Gli lanciai la coperta addosso e mi alzai, diretta con finta aria fiera verso l'uscita perché di parlare, urlare e arrabbiarmi non ne avevo voglia, avevo già dato fin troppo negli ultimi mesi.
"Alice, ti prego, dimmi qualcosa, io voglio parlarne con te, trovare un modo...".
Più lui parlava, più io mi allontanavo, sentendo una grande rabbia mista a delusione montare dentro di me.
Mi imposi di non reagire e di non farmi vedere turbata mentre scendevo ai piani inferiori, diretta nemmeno io sapevo dove.
Sentivo le voci dei miei colleghi che chiacchieravano mentre facevano la ronda in modo ovattato, come se fossero anni luce lontani da me.
Eppure, la risposta del mio vagabondare la seppi quando bussai alla stanza 212 e un Saverio come al solito avvolto in tuta e felpa mi aprì la porta, cambiando espressione in maniera notevole appena capì che ero io e che non sembravo proprio allegra.
Non dovevo dire nulla perché lui, vedendomi con gli occhi lucidi e l'espressione distrutta, comprese tutto al volo e mi fece entrare rapidamente, chiudendo con cautela la porta alle mie spalle.
"Perché, perché tutte a me?" urlai, stridula, senza potermi più contenere.
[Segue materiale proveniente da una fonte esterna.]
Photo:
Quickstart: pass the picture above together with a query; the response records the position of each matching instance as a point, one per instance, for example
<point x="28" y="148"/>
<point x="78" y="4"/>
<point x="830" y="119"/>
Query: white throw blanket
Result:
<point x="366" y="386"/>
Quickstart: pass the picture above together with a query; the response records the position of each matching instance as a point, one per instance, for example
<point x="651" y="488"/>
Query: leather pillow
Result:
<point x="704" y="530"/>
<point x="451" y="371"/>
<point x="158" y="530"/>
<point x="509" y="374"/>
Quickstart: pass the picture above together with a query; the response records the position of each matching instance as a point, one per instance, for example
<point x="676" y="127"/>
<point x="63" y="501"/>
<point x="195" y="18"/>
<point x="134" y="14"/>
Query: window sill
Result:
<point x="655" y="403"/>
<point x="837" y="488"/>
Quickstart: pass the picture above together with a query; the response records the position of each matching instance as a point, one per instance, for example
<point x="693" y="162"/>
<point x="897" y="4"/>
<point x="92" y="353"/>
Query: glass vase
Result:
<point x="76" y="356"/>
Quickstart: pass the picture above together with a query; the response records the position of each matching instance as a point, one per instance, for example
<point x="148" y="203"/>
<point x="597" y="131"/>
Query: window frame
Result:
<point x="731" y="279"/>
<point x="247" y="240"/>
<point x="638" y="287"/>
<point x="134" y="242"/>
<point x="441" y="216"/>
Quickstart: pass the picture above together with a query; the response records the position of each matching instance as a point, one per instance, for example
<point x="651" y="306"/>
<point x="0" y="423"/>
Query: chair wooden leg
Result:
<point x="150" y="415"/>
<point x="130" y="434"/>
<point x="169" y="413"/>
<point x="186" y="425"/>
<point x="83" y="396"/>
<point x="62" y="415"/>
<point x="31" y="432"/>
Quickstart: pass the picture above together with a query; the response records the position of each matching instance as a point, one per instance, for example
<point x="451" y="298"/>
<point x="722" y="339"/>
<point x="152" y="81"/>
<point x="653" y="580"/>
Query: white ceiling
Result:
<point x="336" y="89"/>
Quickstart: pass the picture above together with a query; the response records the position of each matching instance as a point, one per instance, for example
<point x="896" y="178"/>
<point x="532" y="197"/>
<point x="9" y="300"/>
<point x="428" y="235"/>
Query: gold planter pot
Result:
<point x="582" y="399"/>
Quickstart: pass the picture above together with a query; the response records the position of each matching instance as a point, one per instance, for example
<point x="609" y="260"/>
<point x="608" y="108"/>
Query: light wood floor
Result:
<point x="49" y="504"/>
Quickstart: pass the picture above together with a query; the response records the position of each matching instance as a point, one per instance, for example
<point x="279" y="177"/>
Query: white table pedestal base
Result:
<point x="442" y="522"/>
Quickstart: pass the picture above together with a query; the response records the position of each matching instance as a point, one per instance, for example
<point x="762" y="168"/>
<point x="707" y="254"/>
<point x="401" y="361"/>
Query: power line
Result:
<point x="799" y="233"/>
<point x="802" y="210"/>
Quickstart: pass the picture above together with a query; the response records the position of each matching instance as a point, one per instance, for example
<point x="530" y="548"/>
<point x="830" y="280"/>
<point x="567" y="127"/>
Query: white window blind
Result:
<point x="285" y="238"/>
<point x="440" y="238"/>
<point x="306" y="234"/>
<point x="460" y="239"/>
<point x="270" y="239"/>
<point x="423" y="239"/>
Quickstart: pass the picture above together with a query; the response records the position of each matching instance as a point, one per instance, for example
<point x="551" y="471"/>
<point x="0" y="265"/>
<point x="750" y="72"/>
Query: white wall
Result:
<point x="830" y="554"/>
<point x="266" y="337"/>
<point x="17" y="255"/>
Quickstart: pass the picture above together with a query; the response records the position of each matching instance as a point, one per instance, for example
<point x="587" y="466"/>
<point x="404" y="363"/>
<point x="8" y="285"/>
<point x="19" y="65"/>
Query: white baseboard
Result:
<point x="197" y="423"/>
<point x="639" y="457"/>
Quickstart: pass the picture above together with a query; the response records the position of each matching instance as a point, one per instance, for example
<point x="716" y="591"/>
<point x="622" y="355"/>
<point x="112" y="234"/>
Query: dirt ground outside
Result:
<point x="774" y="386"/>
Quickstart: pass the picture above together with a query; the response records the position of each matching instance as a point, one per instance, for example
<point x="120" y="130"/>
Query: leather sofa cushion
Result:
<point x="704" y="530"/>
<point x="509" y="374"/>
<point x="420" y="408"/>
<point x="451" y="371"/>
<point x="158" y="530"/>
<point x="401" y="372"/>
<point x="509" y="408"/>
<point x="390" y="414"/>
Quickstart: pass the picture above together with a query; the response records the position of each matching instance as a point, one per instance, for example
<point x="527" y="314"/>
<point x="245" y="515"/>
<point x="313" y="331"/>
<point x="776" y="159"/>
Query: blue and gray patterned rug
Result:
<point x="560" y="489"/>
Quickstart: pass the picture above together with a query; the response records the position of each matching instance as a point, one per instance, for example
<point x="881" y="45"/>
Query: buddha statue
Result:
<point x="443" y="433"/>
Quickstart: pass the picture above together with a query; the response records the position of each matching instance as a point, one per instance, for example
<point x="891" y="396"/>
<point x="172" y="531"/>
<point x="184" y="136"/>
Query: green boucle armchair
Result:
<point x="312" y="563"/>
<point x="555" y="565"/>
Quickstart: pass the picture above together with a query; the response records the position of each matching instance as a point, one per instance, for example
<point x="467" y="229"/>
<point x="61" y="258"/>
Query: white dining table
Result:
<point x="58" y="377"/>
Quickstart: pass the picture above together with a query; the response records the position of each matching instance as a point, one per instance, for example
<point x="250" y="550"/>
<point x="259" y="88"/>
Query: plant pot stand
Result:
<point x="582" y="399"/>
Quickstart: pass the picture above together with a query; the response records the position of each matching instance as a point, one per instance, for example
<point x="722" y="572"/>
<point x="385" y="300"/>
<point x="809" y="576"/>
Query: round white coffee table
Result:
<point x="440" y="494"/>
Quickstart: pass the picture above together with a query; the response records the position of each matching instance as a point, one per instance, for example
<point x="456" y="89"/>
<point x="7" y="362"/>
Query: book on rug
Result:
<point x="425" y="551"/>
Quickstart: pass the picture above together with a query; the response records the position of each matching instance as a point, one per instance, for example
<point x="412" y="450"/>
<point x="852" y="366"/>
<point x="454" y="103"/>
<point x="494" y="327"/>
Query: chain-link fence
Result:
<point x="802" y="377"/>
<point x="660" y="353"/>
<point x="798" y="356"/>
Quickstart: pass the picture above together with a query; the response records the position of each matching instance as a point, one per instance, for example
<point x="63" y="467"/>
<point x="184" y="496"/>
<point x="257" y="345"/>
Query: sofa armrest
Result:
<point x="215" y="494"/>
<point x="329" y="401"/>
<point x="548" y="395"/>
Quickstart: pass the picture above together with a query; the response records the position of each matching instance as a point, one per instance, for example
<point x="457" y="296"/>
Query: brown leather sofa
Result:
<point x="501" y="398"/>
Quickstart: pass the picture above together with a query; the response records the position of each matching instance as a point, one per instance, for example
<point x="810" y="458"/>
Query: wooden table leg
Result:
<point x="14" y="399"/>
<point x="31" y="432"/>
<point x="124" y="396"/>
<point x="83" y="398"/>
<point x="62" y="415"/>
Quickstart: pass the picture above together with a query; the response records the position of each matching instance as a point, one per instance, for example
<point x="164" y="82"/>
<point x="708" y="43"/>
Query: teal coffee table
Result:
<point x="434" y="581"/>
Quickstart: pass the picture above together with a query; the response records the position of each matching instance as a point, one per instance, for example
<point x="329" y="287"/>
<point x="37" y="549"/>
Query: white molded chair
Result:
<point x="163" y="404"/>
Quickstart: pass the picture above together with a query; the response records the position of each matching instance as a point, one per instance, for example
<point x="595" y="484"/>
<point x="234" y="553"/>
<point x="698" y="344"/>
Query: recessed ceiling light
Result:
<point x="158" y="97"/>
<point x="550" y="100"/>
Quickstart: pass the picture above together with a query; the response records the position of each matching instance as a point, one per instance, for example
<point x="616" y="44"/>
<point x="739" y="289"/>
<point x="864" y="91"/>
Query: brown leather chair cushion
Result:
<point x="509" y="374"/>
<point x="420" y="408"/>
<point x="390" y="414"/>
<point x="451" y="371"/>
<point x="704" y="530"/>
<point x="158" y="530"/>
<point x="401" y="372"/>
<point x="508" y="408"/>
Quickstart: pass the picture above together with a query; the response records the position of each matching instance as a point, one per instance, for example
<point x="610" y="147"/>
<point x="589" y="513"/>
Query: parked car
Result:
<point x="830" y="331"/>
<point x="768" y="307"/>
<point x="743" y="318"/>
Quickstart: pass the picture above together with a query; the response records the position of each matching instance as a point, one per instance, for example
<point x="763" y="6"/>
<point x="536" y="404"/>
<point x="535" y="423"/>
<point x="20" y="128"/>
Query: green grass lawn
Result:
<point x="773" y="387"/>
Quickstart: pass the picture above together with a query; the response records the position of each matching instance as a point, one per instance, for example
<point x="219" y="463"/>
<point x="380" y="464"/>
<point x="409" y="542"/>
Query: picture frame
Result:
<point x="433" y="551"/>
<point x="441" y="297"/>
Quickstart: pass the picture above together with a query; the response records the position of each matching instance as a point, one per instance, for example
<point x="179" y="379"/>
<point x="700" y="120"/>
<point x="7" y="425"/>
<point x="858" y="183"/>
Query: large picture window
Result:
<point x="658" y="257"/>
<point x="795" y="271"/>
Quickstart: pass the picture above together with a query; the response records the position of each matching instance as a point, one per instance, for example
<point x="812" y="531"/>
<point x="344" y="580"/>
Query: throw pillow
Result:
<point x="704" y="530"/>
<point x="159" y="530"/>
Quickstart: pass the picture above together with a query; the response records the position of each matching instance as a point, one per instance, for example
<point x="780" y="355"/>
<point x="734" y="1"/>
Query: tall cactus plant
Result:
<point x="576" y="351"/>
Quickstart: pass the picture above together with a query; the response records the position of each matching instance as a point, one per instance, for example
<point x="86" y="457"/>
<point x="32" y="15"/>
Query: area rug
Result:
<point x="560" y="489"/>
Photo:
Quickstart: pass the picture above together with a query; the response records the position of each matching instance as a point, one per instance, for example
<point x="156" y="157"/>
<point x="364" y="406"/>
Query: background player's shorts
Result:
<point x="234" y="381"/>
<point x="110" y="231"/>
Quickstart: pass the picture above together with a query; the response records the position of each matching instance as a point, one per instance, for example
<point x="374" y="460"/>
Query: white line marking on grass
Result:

Ero di fronte a chi mi conosceva e mi voleva bene, oltre ad una persona che mi aveva sostenuto sempre nei numerosi momenti negativi dell'ultimo anno.
Caloroso come poche volte da quando lo conoscevo, Saverio mi guardò con comprensione e mi avvolse a sé con le sue braccia, accarezzandomi la testa con dolcezza, come un padre premuroso.
Leggevo nei suoi occhi un velo di scuse, come se fosse anche lui colpevole di qualcosa. Aspettò che dicessi altro ma poi, quando ciò non avvenne, si schiarì la voce come per prepararsi a parlare.
"Alice, scusami, scusami per tutto ma tenermi tutto dentro è stata dura... Fidati, posso capire, ci sono rimasto male io appena l'ho scoperto! Doveva dirtelo subito, dal principio, non è giusto...".
"Perché non posso mai essere felice, perché? Il destino mi prende in giro, l'anno scorso ero io quella che doveva andarsene e ora...".
Non riuscii a placarmi e iniziai a singhiozzare pesantemente, ritrovandomi non so come seduta sul letto di Saverio, stretta a lui che mi faceva da cuscino e da roccia.
"Doveva dirmelo! Doveva! Mi sarei distaccata subito, ora... E' la presa in giro che mi urta, capisci?" mi lamentai, scossa come poche volte nella mia vita.
"Lo so, lo so. Ecco cosa gli ho detto, le stesse identiche parole e lui era mortificato!".
"Mortificato un corno...".
In quel momento compresi che il nostro corpo poteva riuscire a tollerare solo una dose di delusione ed amarezza all'anno visto che io non riuscivo più a contenerne, sentivo una sorta di malessere che conoscevo già e la cosa non mi piaceva perché sapevo anche come mi sarei sentita in seguito.
"Era tutto troppo tranquillo per essere normale" aggiunsi, provando a mettermi a sedere e tirando su con il naso, dando uno spettacolo non proprio carino. "Sono stata bene, non avevo pressioni, doveva esserci qualche fregatura. Con quale faccia tosta parlava di eventuali uscite a Milano!" sbottai, scuotendo il capo con rabbia.
Saverio mi passò un pacco di fazzoletti che aveva sul comodino e poi esitò, con la faccia di chi non sa bene come esprimere un pensiero.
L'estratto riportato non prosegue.